Instead of Waiting to Be Taken, Businesses Take City to Court

The businesses in the Five Corners TIF district in Des Plaines, Ill., have continued to run successfully over the past three years.  But their properties have languished under the city’s blight designation, in part because the city can take their property via eminent domain at any point and has no plans for what to do after it has seized the property. 

After nearly three years of being declared “blighted,” a group of four businesses in the Five Corners TIF district have filed suit against the city, rightfully claiming the blight designation is bogus. So far, nothing has stopped local officials’ vague plans for the area, but the businesses have had enough with having their livelihoods put in jeopardy.

One of those businesses is Chromatech Printing, Inc., a printing company started in 1983 by Michael Van Slambrouck and his wife Barbara.

She told the Des Plaines News in June that the businesses were suing to protect property rights, noting the cost that comes with defending that fundamental right: “It’s awful that we have to risk our retirement savings in order to protect our property rights, which we should be guaranteed by the U.S. Constitution.”[1]

In the state of Illinois, eminent domain is allowed for economic development only in established Tax Increment Financing districts. In order to establish a TIF district, there needs to be a blight study.  The business owners’ suit claims the city did a poor job while they worked quickly to establish the redevelopment area back in 2006.  The business owners also argue that the city’s “blight” designation is hurting their properties, slowly creating the blight that city officials claim is already there.

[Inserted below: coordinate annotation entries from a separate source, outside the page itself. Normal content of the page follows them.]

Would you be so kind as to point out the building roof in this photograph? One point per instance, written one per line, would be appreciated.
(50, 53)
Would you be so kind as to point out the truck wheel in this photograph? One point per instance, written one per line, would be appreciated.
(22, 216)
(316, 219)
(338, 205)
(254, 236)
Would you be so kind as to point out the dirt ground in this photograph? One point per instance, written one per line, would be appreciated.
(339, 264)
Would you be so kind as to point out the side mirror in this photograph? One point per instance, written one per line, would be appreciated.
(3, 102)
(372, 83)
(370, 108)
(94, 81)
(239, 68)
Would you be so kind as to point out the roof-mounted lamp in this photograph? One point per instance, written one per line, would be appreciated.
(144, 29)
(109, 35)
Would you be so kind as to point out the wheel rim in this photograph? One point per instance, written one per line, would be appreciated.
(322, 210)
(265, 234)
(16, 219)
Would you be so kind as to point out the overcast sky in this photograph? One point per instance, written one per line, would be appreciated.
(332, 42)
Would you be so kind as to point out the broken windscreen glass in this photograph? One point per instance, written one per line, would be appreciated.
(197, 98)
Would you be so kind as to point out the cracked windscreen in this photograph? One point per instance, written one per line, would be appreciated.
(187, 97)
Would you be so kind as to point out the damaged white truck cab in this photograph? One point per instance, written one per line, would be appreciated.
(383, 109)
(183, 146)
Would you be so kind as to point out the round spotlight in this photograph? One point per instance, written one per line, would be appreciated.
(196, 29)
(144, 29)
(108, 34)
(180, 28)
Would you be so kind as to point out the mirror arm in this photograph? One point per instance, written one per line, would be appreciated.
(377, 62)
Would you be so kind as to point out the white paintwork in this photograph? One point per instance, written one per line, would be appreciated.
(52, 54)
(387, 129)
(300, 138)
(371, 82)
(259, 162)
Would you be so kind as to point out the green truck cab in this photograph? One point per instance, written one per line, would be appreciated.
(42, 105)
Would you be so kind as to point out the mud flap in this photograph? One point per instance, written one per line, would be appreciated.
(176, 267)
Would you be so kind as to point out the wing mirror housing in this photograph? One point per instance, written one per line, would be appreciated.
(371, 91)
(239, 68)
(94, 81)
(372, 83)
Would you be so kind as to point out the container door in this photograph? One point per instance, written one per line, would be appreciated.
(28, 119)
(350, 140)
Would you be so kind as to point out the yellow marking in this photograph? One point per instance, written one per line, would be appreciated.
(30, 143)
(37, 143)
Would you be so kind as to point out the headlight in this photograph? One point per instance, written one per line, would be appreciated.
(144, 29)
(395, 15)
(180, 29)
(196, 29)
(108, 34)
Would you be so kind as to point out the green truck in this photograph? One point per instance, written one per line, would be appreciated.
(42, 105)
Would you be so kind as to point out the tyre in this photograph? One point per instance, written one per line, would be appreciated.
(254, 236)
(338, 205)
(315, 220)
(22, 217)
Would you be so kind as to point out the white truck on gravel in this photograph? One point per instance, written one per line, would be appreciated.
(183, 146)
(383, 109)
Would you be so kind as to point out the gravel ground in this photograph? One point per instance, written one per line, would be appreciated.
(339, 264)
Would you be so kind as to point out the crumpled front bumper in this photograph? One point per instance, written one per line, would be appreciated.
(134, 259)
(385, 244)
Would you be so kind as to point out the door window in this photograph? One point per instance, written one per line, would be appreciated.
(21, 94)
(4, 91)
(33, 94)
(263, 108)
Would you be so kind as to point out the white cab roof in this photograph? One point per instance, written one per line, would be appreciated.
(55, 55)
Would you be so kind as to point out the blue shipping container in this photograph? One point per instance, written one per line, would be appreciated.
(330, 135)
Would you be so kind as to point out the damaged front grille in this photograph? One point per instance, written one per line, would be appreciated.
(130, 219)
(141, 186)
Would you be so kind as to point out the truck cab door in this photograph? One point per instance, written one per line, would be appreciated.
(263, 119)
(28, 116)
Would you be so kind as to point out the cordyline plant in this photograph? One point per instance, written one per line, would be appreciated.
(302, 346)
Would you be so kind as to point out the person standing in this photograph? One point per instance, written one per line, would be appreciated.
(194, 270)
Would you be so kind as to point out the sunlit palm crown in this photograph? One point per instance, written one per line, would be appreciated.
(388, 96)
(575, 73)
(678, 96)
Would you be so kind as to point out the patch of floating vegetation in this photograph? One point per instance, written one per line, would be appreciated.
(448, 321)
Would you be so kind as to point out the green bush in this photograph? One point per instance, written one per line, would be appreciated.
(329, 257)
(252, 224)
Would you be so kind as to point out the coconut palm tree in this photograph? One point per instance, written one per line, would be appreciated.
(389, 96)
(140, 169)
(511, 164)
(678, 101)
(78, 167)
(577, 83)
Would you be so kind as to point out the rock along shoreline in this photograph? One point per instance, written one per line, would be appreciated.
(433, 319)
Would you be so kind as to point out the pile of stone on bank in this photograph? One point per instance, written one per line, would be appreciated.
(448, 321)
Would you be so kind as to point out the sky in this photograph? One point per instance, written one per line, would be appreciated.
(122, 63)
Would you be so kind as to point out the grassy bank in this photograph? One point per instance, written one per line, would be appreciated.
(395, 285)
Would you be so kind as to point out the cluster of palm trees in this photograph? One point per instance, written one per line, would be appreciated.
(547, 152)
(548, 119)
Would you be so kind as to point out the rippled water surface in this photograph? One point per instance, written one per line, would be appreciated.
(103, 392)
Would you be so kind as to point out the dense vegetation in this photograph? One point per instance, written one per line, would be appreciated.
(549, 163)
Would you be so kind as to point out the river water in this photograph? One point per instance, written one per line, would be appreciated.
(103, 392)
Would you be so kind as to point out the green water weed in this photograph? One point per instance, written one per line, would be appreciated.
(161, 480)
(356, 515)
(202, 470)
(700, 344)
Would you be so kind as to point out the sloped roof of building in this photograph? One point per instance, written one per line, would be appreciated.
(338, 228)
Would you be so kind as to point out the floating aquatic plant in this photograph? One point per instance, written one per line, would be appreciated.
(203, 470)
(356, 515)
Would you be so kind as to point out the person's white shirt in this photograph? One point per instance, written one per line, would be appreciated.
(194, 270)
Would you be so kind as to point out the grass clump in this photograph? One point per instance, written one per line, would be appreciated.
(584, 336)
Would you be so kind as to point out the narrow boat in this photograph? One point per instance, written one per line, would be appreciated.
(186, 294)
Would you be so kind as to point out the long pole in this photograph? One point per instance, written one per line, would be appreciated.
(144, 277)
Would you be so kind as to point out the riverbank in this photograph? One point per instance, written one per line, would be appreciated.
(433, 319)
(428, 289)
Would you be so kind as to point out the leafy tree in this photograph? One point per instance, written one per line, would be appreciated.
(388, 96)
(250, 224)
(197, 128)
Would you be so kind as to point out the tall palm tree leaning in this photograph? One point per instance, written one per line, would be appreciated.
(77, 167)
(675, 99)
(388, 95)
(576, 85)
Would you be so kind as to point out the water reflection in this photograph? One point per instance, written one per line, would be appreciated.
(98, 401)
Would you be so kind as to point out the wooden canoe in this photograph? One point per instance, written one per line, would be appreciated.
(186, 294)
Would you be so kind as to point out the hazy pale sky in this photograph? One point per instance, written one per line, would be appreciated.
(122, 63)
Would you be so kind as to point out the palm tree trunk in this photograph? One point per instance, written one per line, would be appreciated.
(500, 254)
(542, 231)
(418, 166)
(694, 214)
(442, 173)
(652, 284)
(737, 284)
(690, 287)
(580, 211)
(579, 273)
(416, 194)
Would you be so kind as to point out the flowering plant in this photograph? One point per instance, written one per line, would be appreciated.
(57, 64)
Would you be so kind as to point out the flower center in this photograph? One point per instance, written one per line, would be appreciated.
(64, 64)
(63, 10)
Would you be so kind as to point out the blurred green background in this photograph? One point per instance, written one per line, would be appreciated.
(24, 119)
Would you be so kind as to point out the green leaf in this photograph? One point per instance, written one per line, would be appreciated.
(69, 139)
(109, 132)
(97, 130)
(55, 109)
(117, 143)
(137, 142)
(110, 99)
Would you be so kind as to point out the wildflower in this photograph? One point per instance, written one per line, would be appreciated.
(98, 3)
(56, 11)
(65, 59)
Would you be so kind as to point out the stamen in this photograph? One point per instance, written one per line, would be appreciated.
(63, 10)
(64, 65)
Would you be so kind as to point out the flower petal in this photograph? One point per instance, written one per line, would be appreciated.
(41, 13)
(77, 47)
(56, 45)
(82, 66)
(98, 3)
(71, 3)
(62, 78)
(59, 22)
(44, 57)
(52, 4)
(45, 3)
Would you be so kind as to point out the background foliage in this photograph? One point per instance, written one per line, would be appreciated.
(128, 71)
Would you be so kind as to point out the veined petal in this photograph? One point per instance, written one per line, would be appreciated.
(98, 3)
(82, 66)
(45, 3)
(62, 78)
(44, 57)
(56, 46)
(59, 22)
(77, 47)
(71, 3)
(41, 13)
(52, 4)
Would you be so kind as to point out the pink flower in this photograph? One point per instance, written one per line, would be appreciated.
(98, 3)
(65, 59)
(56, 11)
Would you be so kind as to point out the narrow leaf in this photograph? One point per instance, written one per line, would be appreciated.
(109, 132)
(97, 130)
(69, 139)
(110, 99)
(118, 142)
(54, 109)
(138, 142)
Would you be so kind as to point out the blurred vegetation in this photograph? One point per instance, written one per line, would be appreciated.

The Van Slambroucks and other property owners in the TIF district have been fighting the city officials since 2005, when city officials first proposed a 96-acre TIF district. The original proposal affected 100 businesses, more than 50 homes and a trailer park with 220 residents.[2]  Under Illinois law, a TIF district, once established, can last up to 23 years. That means that it is possible that the businesses in the Five Corners Plan area would be under the threat of eminent domain until 2029.

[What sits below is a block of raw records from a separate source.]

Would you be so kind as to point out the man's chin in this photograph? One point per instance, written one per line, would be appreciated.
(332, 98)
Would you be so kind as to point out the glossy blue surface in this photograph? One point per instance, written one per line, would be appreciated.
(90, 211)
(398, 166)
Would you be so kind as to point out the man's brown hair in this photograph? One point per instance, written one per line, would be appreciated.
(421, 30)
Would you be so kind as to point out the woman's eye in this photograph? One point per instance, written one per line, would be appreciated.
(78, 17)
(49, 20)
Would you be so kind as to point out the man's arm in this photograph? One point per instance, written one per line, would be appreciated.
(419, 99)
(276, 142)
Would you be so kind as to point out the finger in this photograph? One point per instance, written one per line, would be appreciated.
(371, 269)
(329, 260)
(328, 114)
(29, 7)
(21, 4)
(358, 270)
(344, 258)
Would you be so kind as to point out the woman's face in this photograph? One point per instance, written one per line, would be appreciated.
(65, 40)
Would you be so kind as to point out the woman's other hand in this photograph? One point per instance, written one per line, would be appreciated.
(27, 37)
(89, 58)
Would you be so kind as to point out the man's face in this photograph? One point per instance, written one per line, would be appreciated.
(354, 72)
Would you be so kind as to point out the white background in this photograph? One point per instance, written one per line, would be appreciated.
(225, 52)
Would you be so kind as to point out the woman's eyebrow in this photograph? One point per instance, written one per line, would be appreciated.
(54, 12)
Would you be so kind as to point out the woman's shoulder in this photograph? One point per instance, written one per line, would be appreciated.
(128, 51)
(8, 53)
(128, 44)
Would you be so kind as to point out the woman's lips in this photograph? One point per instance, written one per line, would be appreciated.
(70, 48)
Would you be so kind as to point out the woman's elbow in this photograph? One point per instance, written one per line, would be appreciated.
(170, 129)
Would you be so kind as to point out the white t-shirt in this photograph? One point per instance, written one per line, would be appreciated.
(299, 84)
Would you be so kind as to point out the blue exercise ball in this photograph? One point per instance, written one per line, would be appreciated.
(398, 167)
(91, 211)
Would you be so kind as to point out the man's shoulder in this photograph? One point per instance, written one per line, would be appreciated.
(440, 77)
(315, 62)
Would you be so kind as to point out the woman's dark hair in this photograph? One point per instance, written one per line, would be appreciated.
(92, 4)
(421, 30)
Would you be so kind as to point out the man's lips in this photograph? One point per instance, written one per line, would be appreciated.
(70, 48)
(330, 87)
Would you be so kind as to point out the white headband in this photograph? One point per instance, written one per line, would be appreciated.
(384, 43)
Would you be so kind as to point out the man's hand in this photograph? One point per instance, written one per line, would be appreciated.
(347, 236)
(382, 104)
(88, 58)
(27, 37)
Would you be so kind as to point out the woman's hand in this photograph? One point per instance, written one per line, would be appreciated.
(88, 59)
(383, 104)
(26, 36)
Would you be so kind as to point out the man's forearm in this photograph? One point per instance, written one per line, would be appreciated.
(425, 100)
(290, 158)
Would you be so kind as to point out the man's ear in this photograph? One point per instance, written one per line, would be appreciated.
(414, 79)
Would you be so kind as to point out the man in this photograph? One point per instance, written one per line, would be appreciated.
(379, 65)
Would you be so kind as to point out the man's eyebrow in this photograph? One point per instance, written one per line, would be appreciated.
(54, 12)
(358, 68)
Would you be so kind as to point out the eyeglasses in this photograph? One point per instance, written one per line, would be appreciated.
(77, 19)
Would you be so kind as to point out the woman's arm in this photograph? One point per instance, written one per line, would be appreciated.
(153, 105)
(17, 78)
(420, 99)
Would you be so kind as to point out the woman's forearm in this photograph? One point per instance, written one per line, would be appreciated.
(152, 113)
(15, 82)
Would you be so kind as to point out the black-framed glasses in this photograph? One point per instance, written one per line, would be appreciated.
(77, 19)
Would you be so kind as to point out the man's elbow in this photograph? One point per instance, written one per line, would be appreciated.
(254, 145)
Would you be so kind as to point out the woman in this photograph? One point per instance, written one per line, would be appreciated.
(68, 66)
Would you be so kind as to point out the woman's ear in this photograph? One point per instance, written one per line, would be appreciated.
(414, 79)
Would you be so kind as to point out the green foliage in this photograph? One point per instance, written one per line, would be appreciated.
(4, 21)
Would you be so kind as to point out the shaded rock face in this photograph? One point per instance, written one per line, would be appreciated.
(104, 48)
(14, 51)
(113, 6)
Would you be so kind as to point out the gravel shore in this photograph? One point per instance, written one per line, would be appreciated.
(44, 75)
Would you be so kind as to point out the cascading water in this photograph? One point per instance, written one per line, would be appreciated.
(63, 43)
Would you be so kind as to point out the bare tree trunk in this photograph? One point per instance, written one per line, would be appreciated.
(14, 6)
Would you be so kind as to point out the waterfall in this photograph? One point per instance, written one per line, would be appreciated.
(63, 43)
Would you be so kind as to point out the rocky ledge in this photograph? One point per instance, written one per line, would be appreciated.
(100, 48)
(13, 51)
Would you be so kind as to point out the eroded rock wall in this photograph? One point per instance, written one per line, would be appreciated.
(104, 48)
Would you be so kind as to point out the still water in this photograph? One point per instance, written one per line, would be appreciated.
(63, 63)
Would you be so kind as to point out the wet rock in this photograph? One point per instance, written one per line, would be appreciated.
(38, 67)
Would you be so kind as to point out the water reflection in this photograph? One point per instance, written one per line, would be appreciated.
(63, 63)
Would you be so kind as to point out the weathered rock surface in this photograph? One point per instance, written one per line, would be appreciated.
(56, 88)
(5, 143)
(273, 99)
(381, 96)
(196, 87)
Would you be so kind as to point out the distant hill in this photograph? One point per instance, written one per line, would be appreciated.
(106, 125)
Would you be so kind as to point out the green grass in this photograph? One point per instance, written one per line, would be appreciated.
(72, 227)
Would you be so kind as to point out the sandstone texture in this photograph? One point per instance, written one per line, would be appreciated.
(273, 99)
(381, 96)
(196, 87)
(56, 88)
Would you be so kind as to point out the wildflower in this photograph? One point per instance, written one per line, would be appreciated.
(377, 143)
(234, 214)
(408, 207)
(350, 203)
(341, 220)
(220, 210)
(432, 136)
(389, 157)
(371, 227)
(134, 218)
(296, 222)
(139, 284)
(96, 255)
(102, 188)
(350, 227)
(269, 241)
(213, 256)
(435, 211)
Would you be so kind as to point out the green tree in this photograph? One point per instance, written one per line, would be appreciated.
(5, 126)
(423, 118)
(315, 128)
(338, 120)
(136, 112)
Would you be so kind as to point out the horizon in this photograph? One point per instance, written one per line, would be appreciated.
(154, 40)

City officials at first indicated that they planned to replace these properties with an up-scale business district of some sort, but the city has never come out with a specific plan.  City officials, however, have mentioned to local media that they would like to see big-box stores replace local businesses.[3]  After learning that the city wanted to replace them specifically however, many of the businesses came together quickly to form the Triangle Business Owners Association. 

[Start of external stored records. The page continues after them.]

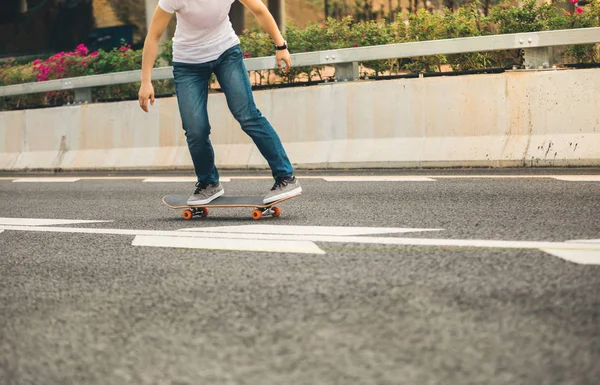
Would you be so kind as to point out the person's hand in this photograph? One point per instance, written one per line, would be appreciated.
(284, 55)
(146, 92)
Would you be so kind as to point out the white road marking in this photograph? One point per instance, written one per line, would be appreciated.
(42, 222)
(305, 247)
(160, 179)
(379, 178)
(333, 178)
(582, 257)
(393, 241)
(579, 178)
(306, 230)
(46, 180)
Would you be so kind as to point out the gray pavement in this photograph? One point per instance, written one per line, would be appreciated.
(91, 308)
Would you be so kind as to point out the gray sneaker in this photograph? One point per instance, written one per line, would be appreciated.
(284, 187)
(205, 193)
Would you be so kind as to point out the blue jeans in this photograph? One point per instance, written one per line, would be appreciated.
(191, 85)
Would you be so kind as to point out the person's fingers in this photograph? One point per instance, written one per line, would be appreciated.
(288, 63)
(143, 104)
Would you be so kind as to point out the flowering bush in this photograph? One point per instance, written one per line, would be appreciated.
(346, 32)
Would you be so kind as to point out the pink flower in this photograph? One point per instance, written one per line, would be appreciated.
(81, 50)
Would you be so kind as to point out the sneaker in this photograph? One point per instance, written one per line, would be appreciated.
(284, 187)
(205, 193)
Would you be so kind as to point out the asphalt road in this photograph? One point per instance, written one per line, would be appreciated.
(99, 303)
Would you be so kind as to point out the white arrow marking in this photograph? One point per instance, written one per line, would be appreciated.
(382, 178)
(569, 247)
(45, 180)
(42, 222)
(306, 230)
(305, 247)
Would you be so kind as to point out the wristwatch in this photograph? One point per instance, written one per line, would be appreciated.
(281, 47)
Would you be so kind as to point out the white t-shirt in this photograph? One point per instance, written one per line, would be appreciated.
(203, 30)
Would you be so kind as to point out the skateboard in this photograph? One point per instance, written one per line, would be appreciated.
(179, 201)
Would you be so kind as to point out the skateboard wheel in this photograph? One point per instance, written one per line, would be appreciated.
(276, 211)
(187, 214)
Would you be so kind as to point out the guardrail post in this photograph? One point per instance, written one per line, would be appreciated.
(539, 57)
(346, 72)
(83, 95)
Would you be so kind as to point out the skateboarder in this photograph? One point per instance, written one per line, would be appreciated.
(205, 43)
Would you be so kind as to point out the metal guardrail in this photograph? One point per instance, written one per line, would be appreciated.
(536, 45)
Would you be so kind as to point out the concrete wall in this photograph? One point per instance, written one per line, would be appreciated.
(546, 118)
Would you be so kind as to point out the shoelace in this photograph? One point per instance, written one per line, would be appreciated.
(278, 183)
(200, 186)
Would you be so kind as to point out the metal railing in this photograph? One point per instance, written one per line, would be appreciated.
(537, 47)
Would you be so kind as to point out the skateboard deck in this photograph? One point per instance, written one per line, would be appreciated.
(179, 201)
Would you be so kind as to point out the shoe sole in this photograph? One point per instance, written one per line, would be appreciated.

The increased pressure from local residents and business owners forced the city to exempt the trailer park from the redevelopment plan in March 2006. Two months later, a consultant hired by the park district, school districts, and Maine Township found that the city had “misrepresented and possibly overstated” the case for blight in the neighborhood.[4]

As if that were not bad enough, another consultant stated that not only had the city exaggerated its findings but that the blight analysis appeared to be copied and pasted from the blight study done for the southwest suburb of Oak Lawn.[5]

In response to the city’s insistence on proceeding in spite of the shoddy study, citizens gathered enough signatures to get the question on the November 2006 ballot. The result would have only been advisory, but that was enough to force city officials to make some concessions. In an effort to placate voters, the city council removed some businesses and nearly all of the homes from the proposed TIF district the day before the vote. Nevertheless, a majority of voters voted against the TIF plan. [6]

Unfortunately, that didn’t stop city officials either. City officials have since articulated their plans to borrow just $7.5 million to pay for the properties, which, they have made clear, they plan on handing over to private developers. But officials still admit they have no plans for the area—they’ve just “got to do something.”[7]

[1] Pat Krochmal, “TIF businesses sue Des Plaines,” Des Plaines News, June 3, 2008.

[2] Ames Boykin, “Des Plaines plan sparks development concerns,” Chicago Daily Herald, February 2, 2006, at 1; Ames Boykin, “Proposed legislation would add hurdle,” Chicago Daily Herald, May 3, 2006, at 7; “Mobile home park is spared by the city,” Chicago Tribune, March 7, 2006, at METRO 3.

[3] “Bajor Keeping Quiet On TIF Lawsuit,” The Journal & Topics, June 6, 2006.

[4] Ames Boykin, “Five Corners not blighted, consultant says; School districts vote no after report says city ‘misrepresented’ factors in quest for TIF,” Chicago Daily Herald, May 19, 2006, at 1.

[5] Ames Boykin, “Five Corners tempers flare Consultant defens study for tax district,” Chicago Daily Herald, June 27, 2006 at 1.

[6] Ames Boykin, “Development of Five Corners on November ballot,” Chicago Daily Herald, August 22, 2006; Mark Shuman, “Des Plaines protects properties; Homes, some firms off ‘5-corners’ plan,” Chicago Tribune, September 20, 2006.

[7] Ames Boykin, “Why city plans to buy land Des Plaines says it wants to jumpstart Five Corners,” Chicago Daily Herald, October 31, 2007, at 1.